Other universities, she added, usually farm these courses out, requiring their students take certain classes in other departments such as Sociology, or English.

Concordia used to do the same thing, but according to Dysart-Gale, that just doesn’t make sense. She gave the example of asking engineering students to write an essay about what they would buy if they won the lottery.

“They would just go into tears,” she said. “They asked where they got the money; were there taxes involved, because that’s how they think. They have a different kind of imagination, a different kind of creativity.”

Dysart-Gale is hoping the department will expand in the future, perhaps even offering a certificate for students interested in applying engineering skills with an eye towards improving society. A certificate, she said, that would be within Concordia’s central mandate.

“Concordia was always rooted in the community, it was to make the community better,” she said. “At the heart of [the Centre for Engineering in Society], it’s really about taking this knowledge and mobilizing it within the community.”

She feels that this department teaches a fundamental core that doesn’t need to be limited to engineering.

“Design classes should be talking about these things and the programming classes should be talking about these things. What’s the greater impact? Does this help society? Is it good?” she said. “Just because we can do it, should we?”
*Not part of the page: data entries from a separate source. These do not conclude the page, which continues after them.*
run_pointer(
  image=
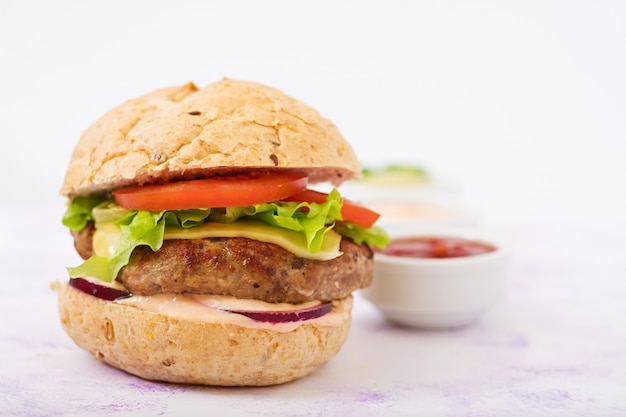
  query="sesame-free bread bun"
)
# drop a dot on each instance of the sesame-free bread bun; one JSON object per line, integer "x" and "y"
{"x": 188, "y": 132}
{"x": 159, "y": 347}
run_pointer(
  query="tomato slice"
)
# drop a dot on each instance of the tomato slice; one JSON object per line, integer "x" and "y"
{"x": 350, "y": 211}
{"x": 228, "y": 191}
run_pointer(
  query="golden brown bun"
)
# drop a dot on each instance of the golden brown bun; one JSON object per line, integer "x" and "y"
{"x": 186, "y": 132}
{"x": 158, "y": 347}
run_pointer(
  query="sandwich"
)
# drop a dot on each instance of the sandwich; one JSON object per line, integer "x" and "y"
{"x": 215, "y": 246}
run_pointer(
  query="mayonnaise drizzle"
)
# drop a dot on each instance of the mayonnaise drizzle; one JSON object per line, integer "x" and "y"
{"x": 210, "y": 309}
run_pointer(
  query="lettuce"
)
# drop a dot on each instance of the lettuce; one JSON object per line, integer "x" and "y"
{"x": 147, "y": 227}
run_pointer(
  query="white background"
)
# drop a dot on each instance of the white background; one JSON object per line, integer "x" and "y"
{"x": 522, "y": 104}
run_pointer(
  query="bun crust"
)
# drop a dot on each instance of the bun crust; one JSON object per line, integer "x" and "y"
{"x": 185, "y": 132}
{"x": 163, "y": 348}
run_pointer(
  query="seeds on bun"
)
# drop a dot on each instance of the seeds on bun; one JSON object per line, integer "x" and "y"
{"x": 208, "y": 256}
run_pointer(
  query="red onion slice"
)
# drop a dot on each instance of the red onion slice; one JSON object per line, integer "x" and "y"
{"x": 97, "y": 290}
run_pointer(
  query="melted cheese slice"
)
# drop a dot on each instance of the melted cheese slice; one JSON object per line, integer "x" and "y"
{"x": 106, "y": 238}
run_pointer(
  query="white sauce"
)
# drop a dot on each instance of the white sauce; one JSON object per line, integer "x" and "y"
{"x": 207, "y": 308}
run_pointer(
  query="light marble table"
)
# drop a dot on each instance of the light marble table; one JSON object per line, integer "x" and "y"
{"x": 556, "y": 346}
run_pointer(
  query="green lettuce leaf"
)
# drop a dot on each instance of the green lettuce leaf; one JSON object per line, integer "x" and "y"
{"x": 147, "y": 228}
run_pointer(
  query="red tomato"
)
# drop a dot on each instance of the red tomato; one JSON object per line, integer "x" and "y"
{"x": 351, "y": 211}
{"x": 228, "y": 191}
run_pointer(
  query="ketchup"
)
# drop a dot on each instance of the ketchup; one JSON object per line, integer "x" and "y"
{"x": 435, "y": 247}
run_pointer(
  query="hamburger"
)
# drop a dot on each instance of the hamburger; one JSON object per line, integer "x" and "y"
{"x": 208, "y": 254}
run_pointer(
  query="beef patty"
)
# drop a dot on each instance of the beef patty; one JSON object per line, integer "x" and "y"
{"x": 242, "y": 268}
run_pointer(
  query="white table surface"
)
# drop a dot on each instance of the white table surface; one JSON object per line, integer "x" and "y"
{"x": 556, "y": 346}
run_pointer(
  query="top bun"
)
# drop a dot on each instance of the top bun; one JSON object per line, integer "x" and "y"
{"x": 186, "y": 132}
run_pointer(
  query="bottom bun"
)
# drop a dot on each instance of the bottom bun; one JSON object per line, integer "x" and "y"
{"x": 160, "y": 347}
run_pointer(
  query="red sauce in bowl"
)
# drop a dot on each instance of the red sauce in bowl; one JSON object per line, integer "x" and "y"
{"x": 435, "y": 247}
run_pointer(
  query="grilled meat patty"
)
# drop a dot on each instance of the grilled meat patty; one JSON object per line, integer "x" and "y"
{"x": 242, "y": 268}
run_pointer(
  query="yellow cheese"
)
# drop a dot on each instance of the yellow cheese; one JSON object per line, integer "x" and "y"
{"x": 107, "y": 237}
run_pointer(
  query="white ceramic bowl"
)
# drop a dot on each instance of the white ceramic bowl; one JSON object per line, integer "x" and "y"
{"x": 439, "y": 293}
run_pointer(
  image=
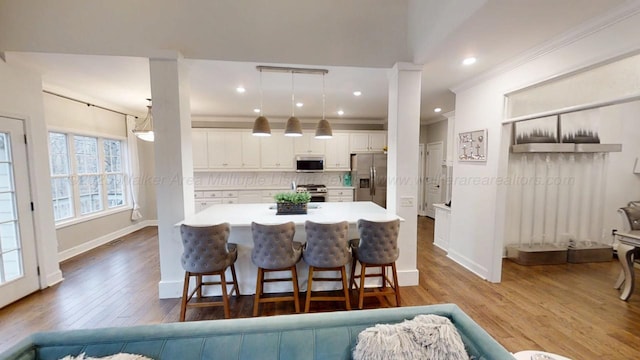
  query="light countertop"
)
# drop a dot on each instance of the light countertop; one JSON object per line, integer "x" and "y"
{"x": 326, "y": 212}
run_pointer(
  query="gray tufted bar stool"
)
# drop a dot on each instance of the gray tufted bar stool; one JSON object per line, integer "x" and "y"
{"x": 207, "y": 253}
{"x": 327, "y": 249}
{"x": 376, "y": 248}
{"x": 274, "y": 250}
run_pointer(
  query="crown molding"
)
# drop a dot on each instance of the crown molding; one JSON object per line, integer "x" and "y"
{"x": 618, "y": 14}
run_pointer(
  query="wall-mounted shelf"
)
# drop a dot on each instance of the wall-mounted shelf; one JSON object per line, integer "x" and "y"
{"x": 564, "y": 148}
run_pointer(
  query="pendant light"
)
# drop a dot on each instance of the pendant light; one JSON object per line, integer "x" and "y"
{"x": 261, "y": 125}
{"x": 144, "y": 129}
{"x": 323, "y": 130}
{"x": 293, "y": 127}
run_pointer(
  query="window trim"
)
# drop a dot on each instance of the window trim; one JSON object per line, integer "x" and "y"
{"x": 77, "y": 217}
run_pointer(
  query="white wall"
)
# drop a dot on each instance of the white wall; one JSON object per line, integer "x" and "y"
{"x": 477, "y": 218}
{"x": 21, "y": 97}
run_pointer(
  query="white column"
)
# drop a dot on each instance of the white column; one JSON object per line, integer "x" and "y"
{"x": 170, "y": 91}
{"x": 402, "y": 164}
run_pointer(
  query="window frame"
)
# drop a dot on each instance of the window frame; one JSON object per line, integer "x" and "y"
{"x": 77, "y": 216}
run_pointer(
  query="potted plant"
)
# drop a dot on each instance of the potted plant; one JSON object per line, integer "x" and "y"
{"x": 289, "y": 203}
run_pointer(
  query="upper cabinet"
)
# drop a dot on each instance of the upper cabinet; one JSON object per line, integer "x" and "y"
{"x": 222, "y": 150}
{"x": 199, "y": 144}
{"x": 308, "y": 144}
{"x": 276, "y": 151}
{"x": 373, "y": 141}
{"x": 337, "y": 153}
{"x": 238, "y": 150}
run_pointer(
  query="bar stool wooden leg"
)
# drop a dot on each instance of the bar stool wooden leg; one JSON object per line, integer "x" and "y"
{"x": 307, "y": 302}
{"x": 395, "y": 283}
{"x": 225, "y": 296}
{"x": 296, "y": 296}
{"x": 352, "y": 282}
{"x": 363, "y": 271}
{"x": 256, "y": 302}
{"x": 185, "y": 293}
{"x": 345, "y": 288}
{"x": 235, "y": 280}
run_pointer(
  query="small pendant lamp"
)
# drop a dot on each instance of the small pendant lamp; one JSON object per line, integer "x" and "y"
{"x": 144, "y": 129}
{"x": 293, "y": 127}
{"x": 323, "y": 130}
{"x": 261, "y": 124}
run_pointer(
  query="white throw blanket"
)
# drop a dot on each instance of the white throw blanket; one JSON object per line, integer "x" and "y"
{"x": 424, "y": 337}
{"x": 119, "y": 356}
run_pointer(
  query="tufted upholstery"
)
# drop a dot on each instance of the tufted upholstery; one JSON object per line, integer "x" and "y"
{"x": 206, "y": 249}
{"x": 376, "y": 248}
{"x": 378, "y": 243}
{"x": 206, "y": 252}
{"x": 274, "y": 250}
{"x": 273, "y": 246}
{"x": 327, "y": 244}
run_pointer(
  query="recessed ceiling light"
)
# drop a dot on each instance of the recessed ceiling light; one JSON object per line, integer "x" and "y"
{"x": 469, "y": 61}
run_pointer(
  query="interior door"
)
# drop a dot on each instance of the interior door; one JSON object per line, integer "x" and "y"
{"x": 18, "y": 264}
{"x": 434, "y": 177}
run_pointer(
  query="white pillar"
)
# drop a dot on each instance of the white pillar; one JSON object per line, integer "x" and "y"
{"x": 402, "y": 163}
{"x": 170, "y": 91}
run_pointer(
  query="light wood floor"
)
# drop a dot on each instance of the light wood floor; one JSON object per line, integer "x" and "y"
{"x": 567, "y": 309}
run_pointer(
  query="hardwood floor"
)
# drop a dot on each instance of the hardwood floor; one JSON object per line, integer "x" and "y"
{"x": 569, "y": 309}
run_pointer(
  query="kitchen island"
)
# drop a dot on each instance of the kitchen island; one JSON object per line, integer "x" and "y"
{"x": 240, "y": 217}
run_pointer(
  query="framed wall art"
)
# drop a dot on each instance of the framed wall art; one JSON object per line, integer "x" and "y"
{"x": 472, "y": 145}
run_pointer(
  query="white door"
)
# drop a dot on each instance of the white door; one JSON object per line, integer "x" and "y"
{"x": 18, "y": 264}
{"x": 434, "y": 177}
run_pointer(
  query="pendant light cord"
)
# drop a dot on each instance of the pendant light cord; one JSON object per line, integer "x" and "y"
{"x": 323, "y": 96}
{"x": 292, "y": 96}
{"x": 260, "y": 92}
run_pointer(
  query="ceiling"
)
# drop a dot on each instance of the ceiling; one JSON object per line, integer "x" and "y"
{"x": 440, "y": 35}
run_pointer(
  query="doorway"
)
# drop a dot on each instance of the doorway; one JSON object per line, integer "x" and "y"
{"x": 18, "y": 263}
{"x": 434, "y": 177}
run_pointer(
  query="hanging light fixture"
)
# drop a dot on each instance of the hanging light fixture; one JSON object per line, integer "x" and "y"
{"x": 144, "y": 129}
{"x": 293, "y": 127}
{"x": 261, "y": 125}
{"x": 323, "y": 130}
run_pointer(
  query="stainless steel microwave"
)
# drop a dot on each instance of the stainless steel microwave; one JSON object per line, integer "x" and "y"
{"x": 306, "y": 163}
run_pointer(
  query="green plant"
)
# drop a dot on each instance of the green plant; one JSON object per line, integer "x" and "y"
{"x": 293, "y": 197}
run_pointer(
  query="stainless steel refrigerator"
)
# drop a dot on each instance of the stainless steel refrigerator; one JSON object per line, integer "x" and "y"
{"x": 369, "y": 177}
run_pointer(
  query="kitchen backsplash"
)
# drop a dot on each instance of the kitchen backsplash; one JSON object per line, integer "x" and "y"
{"x": 261, "y": 180}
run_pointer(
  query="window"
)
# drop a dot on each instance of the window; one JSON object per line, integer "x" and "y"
{"x": 87, "y": 175}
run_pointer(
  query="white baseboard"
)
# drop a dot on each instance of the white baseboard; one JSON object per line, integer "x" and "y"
{"x": 53, "y": 278}
{"x": 408, "y": 277}
{"x": 468, "y": 264}
{"x": 92, "y": 244}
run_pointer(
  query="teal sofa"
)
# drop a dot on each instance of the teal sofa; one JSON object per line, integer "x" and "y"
{"x": 330, "y": 335}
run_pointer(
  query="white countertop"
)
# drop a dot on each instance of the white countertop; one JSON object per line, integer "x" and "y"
{"x": 327, "y": 212}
She added that it’s the kind of future dialogue she imagines Shepard will engage in. She’s optimistic that he’ll help push it through.

Chaubey believes in Shepard too, but says any meaningful reform requires more than a change in president. It’ll require a change in the university’s top-down culture.

“People at the lower level,” he said, “Department chairs, departmental committees—should be given a better ear by the administrators than they get.”